When do a few scattered dots become a line? And when does that line become a particle track? For decades, physicists have been asking these kinds of questions. Today, so are their machines.
Machine learning is the process by which the task of pattern recognition is outsourced to a computer algorithm. Humans are naturally very good at finding and processing patterns. That’s why you can instantly recognize a song from your favorite band, even if you’ve never heard it before.
Machine learning takes this very human process and puts computing power behind it. Whereas a human might be able to recognize a band based on a variety of attributes such as the vocal tenor of the lead singer, a computer can process other subtle features a human might miss. The music-streaming platform Pandora categorizes every piece of music in terms of 450 different auditory qualities.
“Machines can handle a lot more information than our brains can,” says Eduardo Rodrigues, a physicist at the University of Cincinnati. “It’s why they can find patterns that are sometimes invisible to us.”
Machine learning started to become commonplace in computing during the 1980s, and LHC physicists have been using it routinely to help to manage and process raw data since 2012. Now, with upgrades to what is already the world’s most powerful particle accelerator looming on the horizon, physicists are implementing new applications of machine learning to help them with the imminent data deluge.
“The high-luminosity upgrade to the LHC is going to increase our amount of data by a factor of 100 relative to that used to discover the Higgs,” says Peter Elmer, a physicist at Princeton University. “This will help us search for rare particles and new physics, but if we’re not prepared, we risk being completely swamped with data.”
Only a small fraction of the LHC’s collisions are interesting to scientists. For instance, Higgs bosons are born in just roughly one out of every 2 billion proton-proton collisions. Machine learning is helping scientists to sort through the noise and isolate what’s truly important.
“It’s like mining for rare gems,” Rodrigues says. “Keeping all the sand and pebbles would be ridiculous, so we use algorithms to help us single out the things that look interesting. With machine learning, we can purify the sample even further and more efficiently.”

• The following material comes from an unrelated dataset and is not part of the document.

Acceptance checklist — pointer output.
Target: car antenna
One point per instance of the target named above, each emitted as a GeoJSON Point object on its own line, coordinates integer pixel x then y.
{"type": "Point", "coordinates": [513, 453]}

LHC physicists use a kind of machine learning called supervised learning. The principle behind supervised learning is nothing new; in fact, it’s how most of us learn how to read and write. Physicists start by training their machine-learning algorithms with data from collisions that are already well-understood. They tell them, “This is what a Higgs looks like. This is what a particle with a bottom quark looks like.”
After giving an algorithm all of the information they already know about hundreds of examples, physicists then pull back and task the computer with identifying the particles in collisions without labels. They monitor how well the algorithm performs and give corrections along the way. Eventually, the computer needs only minimal guidance and can become even better than humans at analyzing the data.

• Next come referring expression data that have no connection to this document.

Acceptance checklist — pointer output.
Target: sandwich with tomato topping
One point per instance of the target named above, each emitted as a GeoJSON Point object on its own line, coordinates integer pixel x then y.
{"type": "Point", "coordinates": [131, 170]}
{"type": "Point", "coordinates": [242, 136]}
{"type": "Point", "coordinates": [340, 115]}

“This is saving the LHCb experiment a huge amount of time,” Rodrigues says. “In the past, we needed months to make sense of our raw detector data. With machine learning, we can now process and label events within the first few hours after we record them.”
Not only is machine learning helping physicists understand their real data, but it will soon help them create simulations to test their predictions from theory as well.
Using algorithms in the absence of machine learning, scientists have created virtual versions of their detectors with all the known laws of physics pre-programmed.
“The virtual experiment follows the known laws of physics to a T,” Elmer says. “We simulate proton-proton collisions and then predict how the byproducts will interact with every part of our detector.”
If scientists find a consistent discrepancy between the virtual data generated by their simulations and the real data recorded by their detectors, it could mean that the particles in the real world are playing by a different set of rules than the ones physicists already know.
A weakness of scientists’ current simulations is that they’re too slow. They use series of algorithms to precisely calculate how a particle will interact with every detector part it bumps into while moving through the many layers of a particle detector.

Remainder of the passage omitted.